For a basic policy that is going to make a difference start with the following rules. The first two rules are set by default. Here we are allowing files to execute from Program files and and the Windows directory. After all we do want our users to be able to actually use the computer, right?.. files in these directories will naturally want to execute. (Remember this is just an example, in an ideal world you would go through and specify each valid exe file you want your users to be able to execute.)
Next we will apply this to a specific targeted group of computers for testing.
On our Windows 7 machine we try to execute the program ‘SolarWindds-TFTP-Server.exe’ from the desktop. This location is blocked by our policy as we selected the more restrictive mode of ‘disallow’ as the default action. We are immediately greeted by an error message explaining the exe has be blocked by policy. Great.
If we dig a little deeper, we can identify this action in the Application event log in the event viewer under event id 865, SoftwareRestrictionPolcies. This should make troubleshooting if a valid exe is being blocked significantly more easier.
So what do we do if we need to white list this exe as an example. OK so go back into our GPO settings, under additional rules we simple add a new path rule like below making it ‘Unrestricted’. Note at this point I have added a comment, this will help for auditing purposes:
If we reboot our test machine and try to execute the exe file it will now be able to execute.
As an additional example look at how we might use SRP to block a user from running cmd.exe and PowerShell.exe. Remember you will want to block ISE as well so we will block cmd.exe explicitly and the Windows PowerShell folder as a catch all. Remeber this time we are using the ‘Disallowed’ Security Level.
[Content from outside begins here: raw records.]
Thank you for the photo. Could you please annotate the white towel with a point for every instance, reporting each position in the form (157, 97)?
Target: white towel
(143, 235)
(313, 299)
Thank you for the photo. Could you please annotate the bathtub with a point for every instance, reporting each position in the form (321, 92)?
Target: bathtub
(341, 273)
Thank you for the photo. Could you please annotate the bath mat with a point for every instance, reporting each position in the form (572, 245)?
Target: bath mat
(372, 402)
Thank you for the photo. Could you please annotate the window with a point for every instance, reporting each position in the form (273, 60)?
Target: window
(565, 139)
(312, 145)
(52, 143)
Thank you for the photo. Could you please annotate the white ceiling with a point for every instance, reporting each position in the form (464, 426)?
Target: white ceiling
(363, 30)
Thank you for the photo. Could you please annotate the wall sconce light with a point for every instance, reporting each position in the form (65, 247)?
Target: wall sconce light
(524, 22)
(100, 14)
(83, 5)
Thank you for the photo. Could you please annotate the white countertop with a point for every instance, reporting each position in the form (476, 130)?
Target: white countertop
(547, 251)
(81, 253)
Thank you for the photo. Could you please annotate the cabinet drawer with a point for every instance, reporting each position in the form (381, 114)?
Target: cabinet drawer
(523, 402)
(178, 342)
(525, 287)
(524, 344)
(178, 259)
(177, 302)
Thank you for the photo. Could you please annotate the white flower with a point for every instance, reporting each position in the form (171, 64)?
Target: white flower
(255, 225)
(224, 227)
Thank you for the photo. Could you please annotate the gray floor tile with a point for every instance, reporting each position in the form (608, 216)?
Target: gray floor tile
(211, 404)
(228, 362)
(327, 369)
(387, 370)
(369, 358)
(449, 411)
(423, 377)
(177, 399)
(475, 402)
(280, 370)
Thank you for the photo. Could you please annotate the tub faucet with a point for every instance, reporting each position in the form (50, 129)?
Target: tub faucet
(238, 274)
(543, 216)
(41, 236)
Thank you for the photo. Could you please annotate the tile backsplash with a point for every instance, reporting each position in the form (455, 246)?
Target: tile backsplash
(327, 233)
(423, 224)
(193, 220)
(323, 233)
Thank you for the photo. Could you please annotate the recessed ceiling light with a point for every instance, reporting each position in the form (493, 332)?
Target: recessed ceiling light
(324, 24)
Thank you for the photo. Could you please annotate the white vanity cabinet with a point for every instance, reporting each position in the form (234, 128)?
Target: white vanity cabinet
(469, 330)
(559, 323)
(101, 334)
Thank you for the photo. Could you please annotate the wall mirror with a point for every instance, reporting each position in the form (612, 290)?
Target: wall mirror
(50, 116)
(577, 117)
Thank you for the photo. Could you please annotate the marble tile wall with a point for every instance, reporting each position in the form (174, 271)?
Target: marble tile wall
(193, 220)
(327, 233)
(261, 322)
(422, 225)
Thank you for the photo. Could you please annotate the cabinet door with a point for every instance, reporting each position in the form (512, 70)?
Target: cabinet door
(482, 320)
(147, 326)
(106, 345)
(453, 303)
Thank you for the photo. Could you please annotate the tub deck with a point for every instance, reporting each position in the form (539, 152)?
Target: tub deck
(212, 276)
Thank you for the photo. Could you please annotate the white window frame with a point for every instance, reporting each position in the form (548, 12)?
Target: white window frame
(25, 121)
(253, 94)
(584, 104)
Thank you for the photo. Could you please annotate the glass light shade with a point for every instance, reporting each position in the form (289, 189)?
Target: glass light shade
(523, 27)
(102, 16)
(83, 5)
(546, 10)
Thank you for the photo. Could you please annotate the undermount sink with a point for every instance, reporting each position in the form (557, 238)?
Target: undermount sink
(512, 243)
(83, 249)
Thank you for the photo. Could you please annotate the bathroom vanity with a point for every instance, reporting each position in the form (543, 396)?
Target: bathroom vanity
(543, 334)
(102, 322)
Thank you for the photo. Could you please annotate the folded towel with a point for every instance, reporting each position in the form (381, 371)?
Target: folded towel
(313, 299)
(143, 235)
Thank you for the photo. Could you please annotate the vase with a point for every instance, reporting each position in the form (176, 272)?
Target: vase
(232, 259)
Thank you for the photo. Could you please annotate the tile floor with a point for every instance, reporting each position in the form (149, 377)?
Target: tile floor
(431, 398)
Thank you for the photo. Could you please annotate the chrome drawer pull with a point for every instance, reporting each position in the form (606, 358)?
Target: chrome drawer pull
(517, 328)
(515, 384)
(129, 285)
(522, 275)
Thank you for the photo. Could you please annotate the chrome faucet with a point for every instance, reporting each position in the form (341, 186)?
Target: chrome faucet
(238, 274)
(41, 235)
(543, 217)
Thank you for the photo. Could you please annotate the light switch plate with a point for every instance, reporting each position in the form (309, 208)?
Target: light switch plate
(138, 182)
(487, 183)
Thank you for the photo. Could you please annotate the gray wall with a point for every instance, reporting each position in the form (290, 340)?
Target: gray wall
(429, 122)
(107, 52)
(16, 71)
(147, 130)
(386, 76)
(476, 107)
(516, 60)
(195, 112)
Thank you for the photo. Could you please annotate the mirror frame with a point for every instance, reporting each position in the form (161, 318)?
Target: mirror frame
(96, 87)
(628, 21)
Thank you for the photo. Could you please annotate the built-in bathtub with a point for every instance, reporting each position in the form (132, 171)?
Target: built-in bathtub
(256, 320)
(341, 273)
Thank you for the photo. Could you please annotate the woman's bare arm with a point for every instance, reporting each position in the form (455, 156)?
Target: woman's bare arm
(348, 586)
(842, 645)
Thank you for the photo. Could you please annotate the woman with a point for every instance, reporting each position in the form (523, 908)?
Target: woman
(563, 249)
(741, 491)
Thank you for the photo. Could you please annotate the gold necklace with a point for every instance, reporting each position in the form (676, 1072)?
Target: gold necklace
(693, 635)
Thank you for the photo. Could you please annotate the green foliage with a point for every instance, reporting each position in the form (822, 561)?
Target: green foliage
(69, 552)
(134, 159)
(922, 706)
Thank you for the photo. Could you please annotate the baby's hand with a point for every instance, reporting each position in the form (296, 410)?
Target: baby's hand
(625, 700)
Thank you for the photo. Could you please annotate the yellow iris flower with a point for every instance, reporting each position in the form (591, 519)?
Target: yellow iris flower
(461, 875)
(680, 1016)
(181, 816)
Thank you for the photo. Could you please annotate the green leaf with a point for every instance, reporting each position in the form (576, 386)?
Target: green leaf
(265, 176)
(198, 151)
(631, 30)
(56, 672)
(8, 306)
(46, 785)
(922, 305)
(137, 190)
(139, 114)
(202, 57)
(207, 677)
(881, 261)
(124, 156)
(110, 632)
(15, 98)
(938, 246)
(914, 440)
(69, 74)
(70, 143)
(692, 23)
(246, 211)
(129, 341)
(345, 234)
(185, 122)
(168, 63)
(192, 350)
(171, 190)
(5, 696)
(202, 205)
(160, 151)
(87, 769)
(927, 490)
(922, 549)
And here we see it in action blocking cmd.exe explicitly:
And PowerShell at the folder level in order to also block PowerShell ISE and other variants :
Careful with these two though, while it might seem immediately the right thing to do, you may run into potential login script type issues later on. Whilst this seems the right thing there are various ways of getting around these being blocked. Testing is key.
Hopefully this demonstration has shown how easy SRP can be to setup and the valuable protection it can provide. This isn’t a perfect solution by any means however will go along way to offering good sound protection to user environments for very little cost.